I sat on the porch while they was in there, and then that Murphy fellow, Percy Murphy’s boy, youngest, called the funeral home—the boy that got his foot cut real bad in the county lawnmower that time at the schoolhouse—told them to bring two cars, that lightning had struck twicet.
Poor Faye. She was in such a tizzy. I have never really deep down liked her all that much, but those kinds of feelings just can’t count when somebody loses their mama. I don’t care if they’re in prison, even. There’s something about losing your mama that makes the kind of person you are not count at all.
I told Faye not to worry at all about food. I’d made a few phone calls and the chicken and cakes and pies were already rolling in.
I asked Faye what she thought we should do with Florida. Maybe give him to Gloria? But she couldn’t think about Florida right then, she said, and of course she was right. And right then Florida whistled and then said, “Harold, that’s not so.”
He says some of the funniest things. Harold says he sounds just like me. I say he don’t. He says he does. Once that bird got well he started talking up a storm. Says anything he hears on TV—or anywhere else—that he decides he wants to say. I heard him say “Toyota” one time. They got more commercials than McDonald’s.

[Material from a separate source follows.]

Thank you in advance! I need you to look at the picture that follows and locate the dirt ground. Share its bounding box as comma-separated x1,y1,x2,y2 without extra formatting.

Course the big question everybody is going to be asking I suppose, once all the grief dies down, is who died first?
I knew all about the funeral arrangements so I explained to Faye as carefully and gently as I could. The arrangements were for Mr. Glenn to be viewed there at the homeplace, and Miss Laura up at the funeral home. Then I wondered while I was talking if I had it backwards. But I told her, and I’m sure she knew this, that it was Claremont. And they are the best. Mr. Simmons had said for Faye to give him a call. He’ll tell her who’s going to be where.